I just came back from my mid-year break. A few years ago, I decided that taking some time off in the middle of the year is critical. Otherwise, you get to about September and are just that little bit angry.
I am, anyway.
So, I spent about 10 days in Vietnam and it was a really interesting experience from a start-up point of view.
Vietnam struck me as the country equivalent of a start-up business.
There was just an energy and enthusiasm about the place that is typical of a start-up company.
On every corner, new buildings were being built. The roads were jammed with people on motorbikes with their daily quota of goods to sell between their legs and precariously tethered to their backs.
Everyone was busy building the future. You could really sense a thirst for taking advantage of the opportunities economic development will bring.
Like a start-up, there were also lots of rough edges. There was manic traffic. Some officials at the airport could do with a lesson on how to have a sense of humour. So on and so on.
But that’s what you get when you are learning by doing. There isn’t the luxury of having a 10-year strategic plan.

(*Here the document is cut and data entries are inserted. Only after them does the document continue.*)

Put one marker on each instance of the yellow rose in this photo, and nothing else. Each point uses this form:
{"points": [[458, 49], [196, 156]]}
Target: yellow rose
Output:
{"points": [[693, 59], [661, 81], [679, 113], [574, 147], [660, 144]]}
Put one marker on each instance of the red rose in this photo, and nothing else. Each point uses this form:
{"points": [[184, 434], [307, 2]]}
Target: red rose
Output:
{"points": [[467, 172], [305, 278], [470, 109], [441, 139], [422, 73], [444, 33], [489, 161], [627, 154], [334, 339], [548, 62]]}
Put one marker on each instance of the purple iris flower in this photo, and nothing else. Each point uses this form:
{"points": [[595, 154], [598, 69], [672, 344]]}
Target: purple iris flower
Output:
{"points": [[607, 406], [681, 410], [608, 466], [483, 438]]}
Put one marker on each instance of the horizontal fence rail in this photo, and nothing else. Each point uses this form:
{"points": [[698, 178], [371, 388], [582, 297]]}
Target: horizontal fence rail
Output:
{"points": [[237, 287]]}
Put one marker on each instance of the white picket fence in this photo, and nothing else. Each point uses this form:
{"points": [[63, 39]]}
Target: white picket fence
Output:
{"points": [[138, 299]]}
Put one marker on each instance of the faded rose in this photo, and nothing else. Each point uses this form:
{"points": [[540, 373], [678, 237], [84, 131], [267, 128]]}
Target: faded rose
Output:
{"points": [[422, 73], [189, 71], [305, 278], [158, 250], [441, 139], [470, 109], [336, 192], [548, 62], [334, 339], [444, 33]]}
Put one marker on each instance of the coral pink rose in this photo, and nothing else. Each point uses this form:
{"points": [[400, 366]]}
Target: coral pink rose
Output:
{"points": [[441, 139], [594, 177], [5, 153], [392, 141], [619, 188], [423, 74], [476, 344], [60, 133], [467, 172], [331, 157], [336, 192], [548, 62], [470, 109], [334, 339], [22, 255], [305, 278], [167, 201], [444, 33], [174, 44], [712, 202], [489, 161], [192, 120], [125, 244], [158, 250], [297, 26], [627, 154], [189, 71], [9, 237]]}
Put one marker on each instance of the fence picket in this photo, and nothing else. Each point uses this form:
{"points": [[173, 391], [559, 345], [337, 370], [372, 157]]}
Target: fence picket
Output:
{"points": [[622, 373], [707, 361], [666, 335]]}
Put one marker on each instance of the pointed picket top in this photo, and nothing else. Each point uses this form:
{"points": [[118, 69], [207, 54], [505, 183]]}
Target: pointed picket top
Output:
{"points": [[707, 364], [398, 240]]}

Today’s problem is solved with today’s solution. Better today is superior to perfect tomorrow.
You come away with a real sense that if you go back to Vietnam in five years’ time, the country will be unrecognisable.
There will be a plethora of new high-rise buildings. The street vendors will be replaced by a growing army of professionals in offices.
It’s an exciting place. The people are hungry for development.
I’m not going to bemoan why Australia isn’t more like a Vietnam, with its palpable energy and a greater focus on the future rather than a preoccupation with entitlement.
I’m not a politician.
It was just interesting to feel that energy and enthusiasm and to recognise that whole countries, not just corporations, can be in start-up mode.
I hope to bring a little bit of that passion and deep belief in the possible back with me.